Customer Experience Strategy in 2020 For Enterprises & Contact Centers

Posted On: February 14, 2020 |  5 mins read 762 Views

Customer Experience Strategy

Customer experience is the total of all experiences the customer has with the business. It is based on all interactions and thoughts about the business. Customer Experience Strategy is the main thing that every business should focus on.

Every interaction that a customer has with your business, whether it is talking to customer service reps, receiving the product/service they bought from you or navigating the website is the outcome of CX. All the experience faced at these touchpoints impacts your customers’ perception and their decision to keep coming back or not—so the great customer experience strategies are must to adopt.

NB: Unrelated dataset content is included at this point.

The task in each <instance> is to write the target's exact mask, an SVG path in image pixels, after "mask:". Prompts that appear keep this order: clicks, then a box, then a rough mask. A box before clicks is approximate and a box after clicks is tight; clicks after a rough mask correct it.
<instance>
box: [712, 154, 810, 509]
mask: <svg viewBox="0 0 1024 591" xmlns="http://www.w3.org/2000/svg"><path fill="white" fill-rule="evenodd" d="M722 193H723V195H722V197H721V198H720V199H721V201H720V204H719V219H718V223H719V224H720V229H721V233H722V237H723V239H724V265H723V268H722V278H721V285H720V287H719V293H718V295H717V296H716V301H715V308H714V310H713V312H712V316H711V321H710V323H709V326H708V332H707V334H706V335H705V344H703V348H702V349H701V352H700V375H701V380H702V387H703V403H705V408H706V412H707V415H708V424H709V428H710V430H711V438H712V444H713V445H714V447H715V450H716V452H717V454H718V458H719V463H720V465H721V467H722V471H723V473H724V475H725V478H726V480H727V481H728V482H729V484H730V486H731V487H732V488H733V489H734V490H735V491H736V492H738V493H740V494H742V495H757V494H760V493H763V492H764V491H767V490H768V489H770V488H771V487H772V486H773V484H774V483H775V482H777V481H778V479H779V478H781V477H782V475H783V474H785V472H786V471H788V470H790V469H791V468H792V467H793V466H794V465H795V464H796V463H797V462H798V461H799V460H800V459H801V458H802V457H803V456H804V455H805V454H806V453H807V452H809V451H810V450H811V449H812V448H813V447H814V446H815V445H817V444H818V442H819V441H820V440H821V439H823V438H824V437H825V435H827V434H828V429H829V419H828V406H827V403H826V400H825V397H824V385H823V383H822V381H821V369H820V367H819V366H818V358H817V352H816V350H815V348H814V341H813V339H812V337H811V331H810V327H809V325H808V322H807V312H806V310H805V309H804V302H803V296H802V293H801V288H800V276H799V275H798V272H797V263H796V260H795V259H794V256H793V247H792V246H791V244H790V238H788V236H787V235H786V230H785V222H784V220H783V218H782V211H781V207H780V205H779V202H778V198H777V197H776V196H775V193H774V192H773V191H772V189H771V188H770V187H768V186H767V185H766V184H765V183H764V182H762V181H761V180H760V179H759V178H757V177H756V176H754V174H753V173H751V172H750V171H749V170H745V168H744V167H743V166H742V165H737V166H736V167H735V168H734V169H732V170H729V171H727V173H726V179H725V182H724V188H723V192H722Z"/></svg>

“According to a large study by PWC, 73% of us say the customer experience is an important factor.”


What Is A Customer Experience Strategy?

A customer experience strategy is a process of defining, planning and documenting an organization-wide approach to improve customer experience. Planned CX strategy helps to meet business goals.


Importance of Customer Experience Strategy

A customer’s ‘experience’ with your brand is a never-ending process, whether you define it or leave it to random circumstances. As a business, you are always delivering experiences with each interaction and at each touchpoint – what varies is whether it is an experience that moves them closer to purchase or away from the purchase.
Having a good customer experience strategy means understanding customer behavior and expectations, and delivering on these expectations. Or better yet – delivering more than what is expected!

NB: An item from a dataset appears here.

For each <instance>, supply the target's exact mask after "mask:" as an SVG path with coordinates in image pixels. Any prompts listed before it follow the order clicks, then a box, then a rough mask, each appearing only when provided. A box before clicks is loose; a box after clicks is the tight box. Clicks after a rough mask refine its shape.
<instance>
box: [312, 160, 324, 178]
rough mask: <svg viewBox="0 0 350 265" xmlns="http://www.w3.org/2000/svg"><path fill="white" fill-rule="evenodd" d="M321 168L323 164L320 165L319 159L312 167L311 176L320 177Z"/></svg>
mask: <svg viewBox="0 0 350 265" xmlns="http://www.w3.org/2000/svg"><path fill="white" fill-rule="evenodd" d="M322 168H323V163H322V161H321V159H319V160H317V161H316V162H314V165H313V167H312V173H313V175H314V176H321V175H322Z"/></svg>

Customer Experience Strategies for 2020


1. Personalization of Experiences

Personalization is the key to customer experience. According to a study by VentureBeat, 77% of the digitally exposed consumers expect a super personalized digital experience. Consumers want the services and experiences customized according to their needs, preferences, and requirements.

2. Build a customer-centric culture

Whether B2B or B2C, when it comes to customer experience(CX), every function, every customer-facing employee, every representative on every channel and platform, has a role to play in delivering a good experience.


While you can have one team to manage and report on your CX effort, the real delivery comes from each and every moving part in the organization, that needs to work together to create and deliver great customer experiences. In other words, you need to build a customer-centric culture to deliver on your customer support strategies, and its got to start at the top.


3. Refocus on the UX to deliver ‘human’ experience

Every company needs to pay attention to user experience, especially when there is self-service involved.


Self-service is not a challenge. In fact, more and more users prefer self-service, as long as it is simple, instinctive and requires the least effort to ‘figure out’. This means, understanding user instincts when it comes to websites and software engagement, and delivering a UX that leverages these ‘human instincts’.


4. Find every possible source of CX intelligence

To be customer-centric – means to listen to your customers and incorporate their needs into your product and service offering.

For example, your customer-facing employees can turn out to be the biggest sources of untapped and direct customer experience intelligence.

Social media is another source of information to find where the customers are facing friction in your customer experience.


5. Deliver smarter CX surveys

Customers like to provide feedback, whether they are really happy or plain unhappy. While that is a given – the quality of their responses depends on the question and ‘how’ it is asked. This means when it comes to designing your surveys, which is the primary source of customer feedback data:

  • Be completely neutral in your line of questioning
  • Have a ‘zero tolerance’ policy for asking ‘leading’ questions
    For instance, “How good was your experience?” is a leading question.
  • Avoid long/complex wording in questions. No customer has the patience to spend brain-power in giving feedback, keep them short and simple to understand and answer.